Despite the inevitability of disease progression in amyotrophic lateral sclerosis, there is a high degree of prognostic heterogeneity in all subtypes. Some bulbar-onset (BO) patients may develop rapid anarthria yet remain ambulant for a prolonged period, whereas others progress rapidly, with early generalisation of motor weakness to the limbs and respiratory muscles. Diagnostic delay is a common occurrence in ALS, and many BO patients report having attended other specialist clinics prior to diagnosis.

 

Methods: 

A retrospective descriptive study of BO ALS patients seen in a tertiary clinic over a six year period.

 

Results: 

Forty-nine BO ALS patients were studied. Median survival from symptom onset was 27 months (range 6–84). 63% of subjects were female and the mean age at symptom onset was 68 years. Half had been referred to another speciality prior to diagnosis, either otolaryngology or stroke clinics, but this did not influence diagnostic latency or survival. Emotionality was reported in 45% of patients. Neurophysiological assessment was performed in 80%, brain imaging recorded in 69%, and antibody testing for myasthenia gravis in 22%. The median time to symptomatic progression beyond the bulbar region was approximately 1 year, with equal proportions progressing to the upper or lower limbs.

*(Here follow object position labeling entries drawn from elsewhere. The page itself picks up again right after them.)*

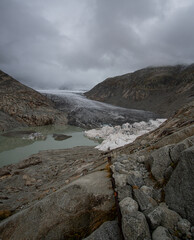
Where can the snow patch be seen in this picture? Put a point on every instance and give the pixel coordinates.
(118, 136)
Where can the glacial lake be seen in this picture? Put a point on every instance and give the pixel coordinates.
(16, 147)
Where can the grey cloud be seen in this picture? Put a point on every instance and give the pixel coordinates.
(79, 43)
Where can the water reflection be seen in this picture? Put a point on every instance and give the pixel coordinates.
(16, 146)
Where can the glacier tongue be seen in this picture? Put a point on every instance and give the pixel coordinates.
(114, 137)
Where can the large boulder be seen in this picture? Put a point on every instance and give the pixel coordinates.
(179, 191)
(134, 224)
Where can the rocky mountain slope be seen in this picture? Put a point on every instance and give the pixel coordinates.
(21, 106)
(154, 181)
(67, 194)
(158, 89)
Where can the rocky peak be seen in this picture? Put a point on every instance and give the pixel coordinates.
(158, 89)
(21, 105)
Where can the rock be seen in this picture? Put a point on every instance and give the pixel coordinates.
(46, 172)
(155, 218)
(145, 202)
(147, 190)
(120, 179)
(60, 137)
(161, 161)
(23, 105)
(161, 233)
(107, 231)
(158, 89)
(192, 231)
(169, 218)
(178, 148)
(179, 191)
(76, 209)
(124, 192)
(128, 205)
(7, 122)
(184, 226)
(164, 217)
(135, 179)
(134, 225)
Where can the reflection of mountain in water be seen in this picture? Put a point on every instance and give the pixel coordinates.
(87, 113)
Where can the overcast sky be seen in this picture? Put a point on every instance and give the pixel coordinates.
(79, 43)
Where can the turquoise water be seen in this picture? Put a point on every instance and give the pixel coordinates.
(15, 149)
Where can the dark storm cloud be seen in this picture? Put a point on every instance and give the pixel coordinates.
(79, 43)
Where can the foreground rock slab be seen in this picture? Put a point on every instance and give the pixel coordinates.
(78, 208)
(56, 194)
(107, 231)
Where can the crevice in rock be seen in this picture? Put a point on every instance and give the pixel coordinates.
(119, 215)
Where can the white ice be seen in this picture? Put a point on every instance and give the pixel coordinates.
(114, 137)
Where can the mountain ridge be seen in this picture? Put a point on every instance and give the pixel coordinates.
(158, 89)
(23, 106)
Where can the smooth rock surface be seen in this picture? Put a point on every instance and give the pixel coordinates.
(76, 209)
(134, 224)
(180, 188)
(107, 231)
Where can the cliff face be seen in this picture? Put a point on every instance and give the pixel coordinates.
(21, 105)
(159, 89)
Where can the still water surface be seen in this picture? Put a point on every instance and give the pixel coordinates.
(14, 149)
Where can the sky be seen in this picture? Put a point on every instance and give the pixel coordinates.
(76, 44)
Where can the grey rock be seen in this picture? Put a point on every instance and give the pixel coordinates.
(73, 209)
(145, 202)
(155, 218)
(169, 218)
(120, 168)
(25, 106)
(124, 192)
(164, 217)
(134, 224)
(184, 226)
(192, 232)
(147, 190)
(161, 233)
(120, 179)
(179, 191)
(135, 179)
(178, 148)
(168, 172)
(128, 205)
(107, 231)
(161, 161)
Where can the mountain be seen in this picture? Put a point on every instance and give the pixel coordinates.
(23, 106)
(158, 89)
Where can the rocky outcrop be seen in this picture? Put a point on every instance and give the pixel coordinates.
(107, 231)
(23, 106)
(158, 89)
(154, 180)
(59, 194)
(179, 190)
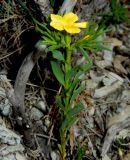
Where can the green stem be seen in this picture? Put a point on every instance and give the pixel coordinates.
(67, 74)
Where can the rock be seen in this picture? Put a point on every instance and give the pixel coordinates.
(111, 78)
(108, 55)
(36, 114)
(54, 156)
(103, 64)
(105, 91)
(10, 144)
(5, 106)
(41, 105)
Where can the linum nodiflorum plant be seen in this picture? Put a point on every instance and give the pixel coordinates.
(58, 36)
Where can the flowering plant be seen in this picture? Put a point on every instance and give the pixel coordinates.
(60, 42)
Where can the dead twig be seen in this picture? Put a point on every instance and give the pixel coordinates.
(111, 133)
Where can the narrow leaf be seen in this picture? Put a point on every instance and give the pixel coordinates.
(58, 55)
(57, 72)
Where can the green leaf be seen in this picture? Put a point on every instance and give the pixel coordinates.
(54, 47)
(57, 72)
(74, 111)
(89, 61)
(58, 55)
(76, 92)
(68, 123)
(60, 103)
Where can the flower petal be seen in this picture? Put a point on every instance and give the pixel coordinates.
(70, 17)
(81, 24)
(56, 18)
(57, 26)
(57, 22)
(72, 29)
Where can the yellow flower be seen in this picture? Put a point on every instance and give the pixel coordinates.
(67, 23)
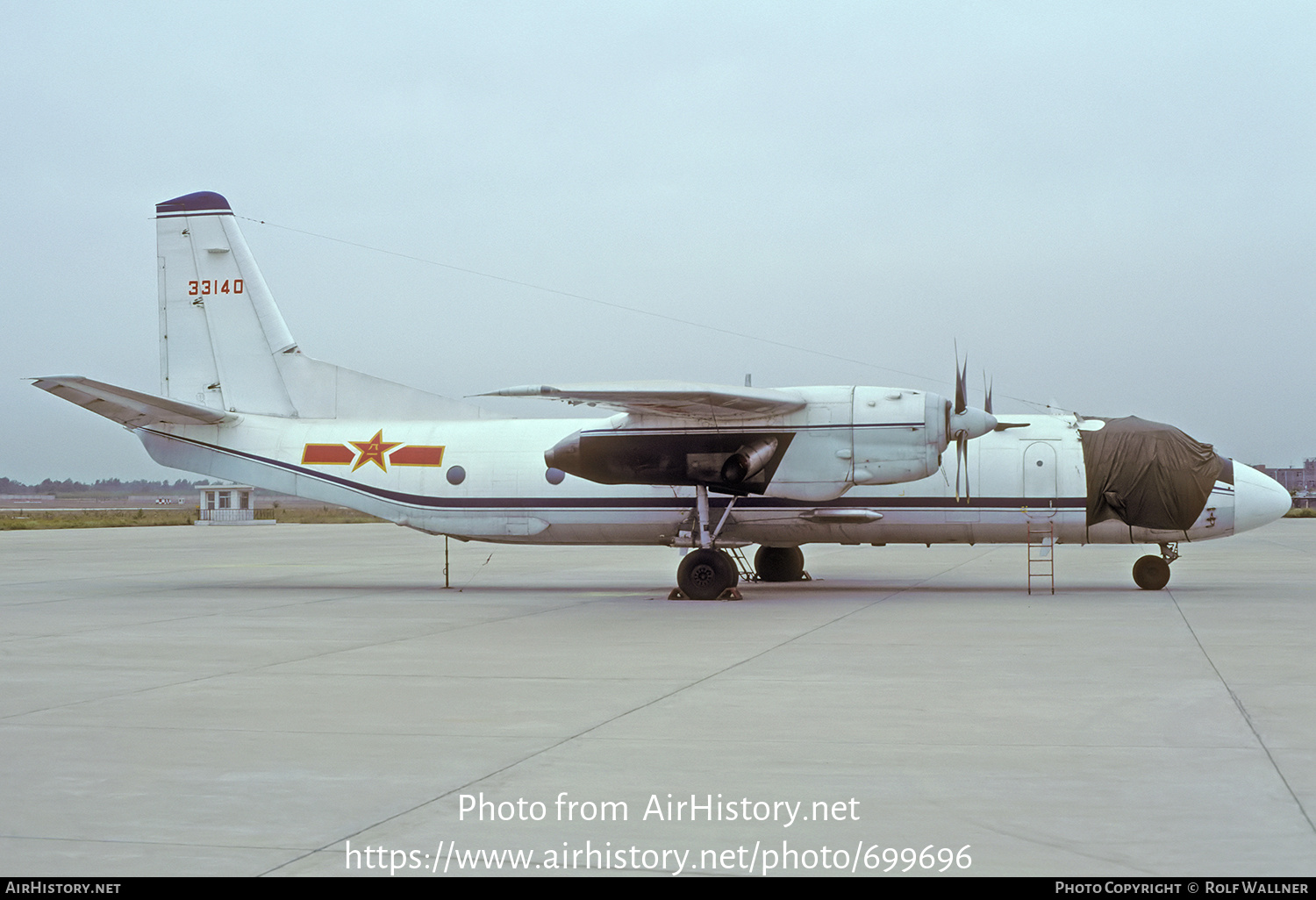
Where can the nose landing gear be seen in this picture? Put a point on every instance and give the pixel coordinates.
(1153, 573)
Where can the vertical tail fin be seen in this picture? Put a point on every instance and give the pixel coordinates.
(220, 329)
(224, 344)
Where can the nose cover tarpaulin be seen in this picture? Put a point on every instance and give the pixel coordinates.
(1148, 474)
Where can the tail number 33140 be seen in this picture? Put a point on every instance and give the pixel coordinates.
(197, 289)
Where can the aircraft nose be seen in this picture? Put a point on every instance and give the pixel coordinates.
(1258, 499)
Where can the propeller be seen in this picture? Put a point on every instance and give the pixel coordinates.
(965, 423)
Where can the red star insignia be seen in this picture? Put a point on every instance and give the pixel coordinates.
(373, 450)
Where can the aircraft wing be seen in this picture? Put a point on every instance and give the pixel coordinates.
(674, 399)
(126, 407)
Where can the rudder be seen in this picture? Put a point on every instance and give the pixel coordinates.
(220, 328)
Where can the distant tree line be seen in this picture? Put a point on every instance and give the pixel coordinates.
(102, 487)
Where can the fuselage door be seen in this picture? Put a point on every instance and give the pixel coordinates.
(1041, 479)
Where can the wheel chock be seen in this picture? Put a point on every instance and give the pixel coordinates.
(729, 594)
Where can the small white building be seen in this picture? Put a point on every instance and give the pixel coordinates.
(229, 504)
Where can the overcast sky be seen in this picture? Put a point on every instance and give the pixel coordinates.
(1108, 205)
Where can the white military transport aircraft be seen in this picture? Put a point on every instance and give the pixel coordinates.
(791, 466)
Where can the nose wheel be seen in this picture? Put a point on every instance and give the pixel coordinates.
(1153, 573)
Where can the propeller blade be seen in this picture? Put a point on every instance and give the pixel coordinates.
(961, 376)
(960, 444)
(968, 491)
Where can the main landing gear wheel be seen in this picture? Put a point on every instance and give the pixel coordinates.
(705, 573)
(1152, 573)
(779, 563)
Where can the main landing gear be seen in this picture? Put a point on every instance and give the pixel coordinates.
(1153, 573)
(707, 573)
(711, 574)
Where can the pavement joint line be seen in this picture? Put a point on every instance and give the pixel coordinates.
(619, 716)
(1242, 711)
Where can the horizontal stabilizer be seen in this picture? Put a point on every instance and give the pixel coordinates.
(131, 408)
(676, 399)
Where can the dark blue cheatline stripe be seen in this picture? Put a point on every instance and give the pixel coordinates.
(741, 426)
(637, 503)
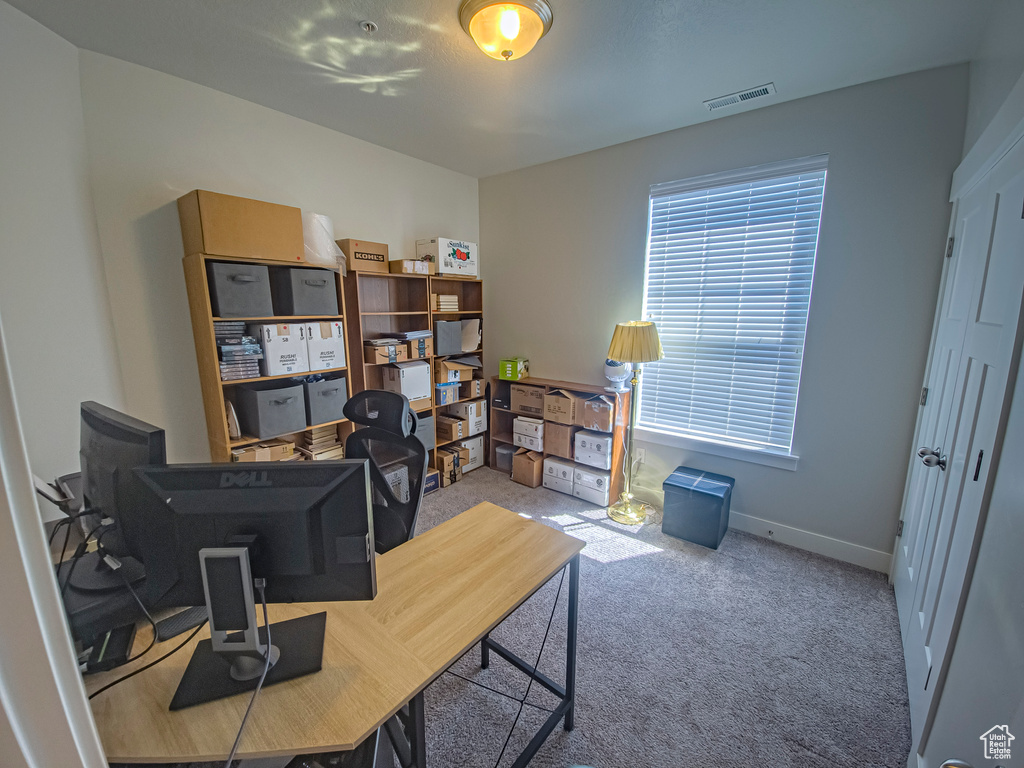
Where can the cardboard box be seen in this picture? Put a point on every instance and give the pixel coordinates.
(597, 413)
(513, 369)
(527, 426)
(284, 348)
(451, 428)
(411, 379)
(561, 407)
(558, 439)
(450, 371)
(457, 257)
(431, 481)
(527, 441)
(325, 345)
(411, 266)
(471, 388)
(445, 394)
(421, 348)
(364, 256)
(593, 496)
(557, 483)
(225, 225)
(527, 467)
(527, 400)
(387, 353)
(593, 449)
(475, 448)
(279, 450)
(251, 454)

The median interval from onset to anarthria was 18 months, and to loss of ambulation 22 months. There was a close correlation between the two (r²=0.6) and median survival from loss of ambulation was only 3 months. Gastrostomy was carried out in 78% of patients with a median time of 13 months from symptom onset, and 3 months from diagnosis. Median survival from gastrostomy was 10 months.

 

Conclusions: 

Survival in bulbar-onset ALS is highly variable. Half of the patients were referred to an inappropriate clinic prior to diagnosis. The time interval to the development of anarthria predicted the timing of subsequent loss of ambulation accurately from which survival may then be only a few months.